Employers and investors have long steered clear of Illinois due to the state’s precarious finances and mountains of regulatory red tape. Those job creators would continue to avoid Illinois, and companies currently in Illinois would have even more reasons to pick up and move elsewhere. It’s already underway. Illinois’ out-migration is currently at record levels – the Land of Lincoln loses more than 100,000 residents to other states each year, on net, leaving Illinois as the only state in the Midwest with a shrinking population.

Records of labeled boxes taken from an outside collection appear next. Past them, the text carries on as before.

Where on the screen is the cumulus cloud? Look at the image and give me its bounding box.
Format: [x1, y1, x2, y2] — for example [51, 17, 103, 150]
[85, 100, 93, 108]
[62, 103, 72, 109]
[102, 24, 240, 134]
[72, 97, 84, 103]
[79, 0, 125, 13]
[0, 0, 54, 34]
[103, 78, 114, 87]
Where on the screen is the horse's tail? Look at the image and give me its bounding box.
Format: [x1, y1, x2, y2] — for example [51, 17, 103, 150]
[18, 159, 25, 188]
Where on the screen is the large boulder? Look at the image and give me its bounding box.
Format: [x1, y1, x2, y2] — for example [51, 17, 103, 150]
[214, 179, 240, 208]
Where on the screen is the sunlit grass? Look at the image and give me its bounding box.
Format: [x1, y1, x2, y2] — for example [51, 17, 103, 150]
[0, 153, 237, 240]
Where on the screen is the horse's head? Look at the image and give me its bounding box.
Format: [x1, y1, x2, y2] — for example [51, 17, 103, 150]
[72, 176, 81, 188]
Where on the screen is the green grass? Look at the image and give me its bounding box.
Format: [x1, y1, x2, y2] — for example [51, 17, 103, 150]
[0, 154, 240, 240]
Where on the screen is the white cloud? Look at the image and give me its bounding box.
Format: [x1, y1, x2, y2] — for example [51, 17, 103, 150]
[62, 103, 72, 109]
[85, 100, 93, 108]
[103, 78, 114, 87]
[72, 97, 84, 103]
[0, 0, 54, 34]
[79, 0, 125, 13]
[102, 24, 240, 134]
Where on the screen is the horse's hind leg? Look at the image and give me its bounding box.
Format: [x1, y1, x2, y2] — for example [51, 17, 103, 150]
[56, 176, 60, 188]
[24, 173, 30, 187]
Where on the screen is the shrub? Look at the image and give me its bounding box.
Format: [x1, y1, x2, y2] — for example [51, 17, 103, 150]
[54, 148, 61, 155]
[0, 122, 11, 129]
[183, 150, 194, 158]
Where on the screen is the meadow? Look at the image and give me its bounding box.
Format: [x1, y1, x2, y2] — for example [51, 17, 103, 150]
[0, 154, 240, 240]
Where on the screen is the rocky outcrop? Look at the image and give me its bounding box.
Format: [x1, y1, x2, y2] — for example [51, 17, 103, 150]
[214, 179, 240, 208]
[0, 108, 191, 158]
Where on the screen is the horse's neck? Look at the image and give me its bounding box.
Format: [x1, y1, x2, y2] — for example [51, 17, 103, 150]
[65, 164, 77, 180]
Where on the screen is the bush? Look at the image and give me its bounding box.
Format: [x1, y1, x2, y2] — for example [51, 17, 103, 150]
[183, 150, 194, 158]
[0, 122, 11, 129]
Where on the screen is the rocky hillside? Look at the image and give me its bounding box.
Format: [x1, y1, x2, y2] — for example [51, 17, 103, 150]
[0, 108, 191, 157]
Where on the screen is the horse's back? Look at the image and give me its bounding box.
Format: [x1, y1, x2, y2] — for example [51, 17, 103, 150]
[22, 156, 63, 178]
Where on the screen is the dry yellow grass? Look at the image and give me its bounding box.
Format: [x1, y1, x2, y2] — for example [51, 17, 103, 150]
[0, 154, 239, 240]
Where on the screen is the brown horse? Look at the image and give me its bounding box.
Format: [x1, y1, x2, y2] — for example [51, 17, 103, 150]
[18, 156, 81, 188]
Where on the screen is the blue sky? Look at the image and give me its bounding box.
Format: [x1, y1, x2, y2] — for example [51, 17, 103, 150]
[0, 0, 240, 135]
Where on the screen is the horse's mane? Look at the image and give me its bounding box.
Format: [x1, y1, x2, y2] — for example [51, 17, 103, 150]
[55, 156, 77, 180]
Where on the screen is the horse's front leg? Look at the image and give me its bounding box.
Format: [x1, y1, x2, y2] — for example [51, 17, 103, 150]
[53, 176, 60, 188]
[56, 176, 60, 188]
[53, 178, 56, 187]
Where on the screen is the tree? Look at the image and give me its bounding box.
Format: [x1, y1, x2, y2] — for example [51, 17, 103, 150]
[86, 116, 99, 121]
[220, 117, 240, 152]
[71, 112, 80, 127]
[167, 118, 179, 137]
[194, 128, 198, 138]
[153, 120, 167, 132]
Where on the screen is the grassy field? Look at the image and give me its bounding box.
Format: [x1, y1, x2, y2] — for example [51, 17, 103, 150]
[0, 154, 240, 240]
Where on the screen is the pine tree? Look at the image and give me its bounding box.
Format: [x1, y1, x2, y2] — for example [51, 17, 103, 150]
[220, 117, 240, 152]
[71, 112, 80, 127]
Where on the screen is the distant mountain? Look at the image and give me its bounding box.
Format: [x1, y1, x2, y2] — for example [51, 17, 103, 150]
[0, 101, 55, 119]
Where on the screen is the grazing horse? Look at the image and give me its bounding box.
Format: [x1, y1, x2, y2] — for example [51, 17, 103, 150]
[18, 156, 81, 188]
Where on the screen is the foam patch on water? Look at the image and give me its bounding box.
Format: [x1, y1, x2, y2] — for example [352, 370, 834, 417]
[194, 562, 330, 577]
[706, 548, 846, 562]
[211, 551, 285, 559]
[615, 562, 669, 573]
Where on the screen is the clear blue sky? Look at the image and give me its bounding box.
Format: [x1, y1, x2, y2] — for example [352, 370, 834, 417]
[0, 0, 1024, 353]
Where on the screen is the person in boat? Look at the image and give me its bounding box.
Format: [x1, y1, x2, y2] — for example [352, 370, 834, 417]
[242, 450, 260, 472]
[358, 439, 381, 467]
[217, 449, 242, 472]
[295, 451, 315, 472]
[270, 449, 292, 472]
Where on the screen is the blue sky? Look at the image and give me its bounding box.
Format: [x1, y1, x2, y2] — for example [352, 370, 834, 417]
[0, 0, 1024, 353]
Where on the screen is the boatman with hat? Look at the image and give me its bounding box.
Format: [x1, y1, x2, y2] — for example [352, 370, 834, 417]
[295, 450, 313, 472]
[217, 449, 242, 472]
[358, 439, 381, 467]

Michael Madigan income tax hike

Madigan appears to believe the higher taxes that result in less economic growth will help raise the standard of living for Illinois’ middle class. And Madigan thinks that lower taxes, which lead to more economic growth, would reduce the wages and standard of living for Illinois’ middle class.

Madigan has it exactly backward.

After decades as speaker of the House of Representatives, Madigan himself described Illinois’ situation:

“Put it all together and Illinois is awash in debt.”

One could add “with terrible jobs growth, a declining standard of living, and a middle class that is fleeing the state” to get the full picture of the accumulated effects of decades of Madigan’s favored policies.

Illinois politicians should realize that every time they raise taxes, they are reducing the wages and standard of living of Illinoisans. The 2011 income-tax hike was a direct attack on Illinois’ middle class. Chicago’s massive property-tax hike and Cook County’s huge sales-tax hike inflict still more damage on the middle class in the most populous area of the state. A 2017 income-tax hike would be the same thing – more economic pain, less take-home pay, and a lower standard of living for all Illinoisans.

At a minimum, Illinoisans should be able to expect their political leaders to enact substantial reforms both to contain government spending and to encourage jobs growth so that residents can look forward to a better standard of living and a more prosperous future.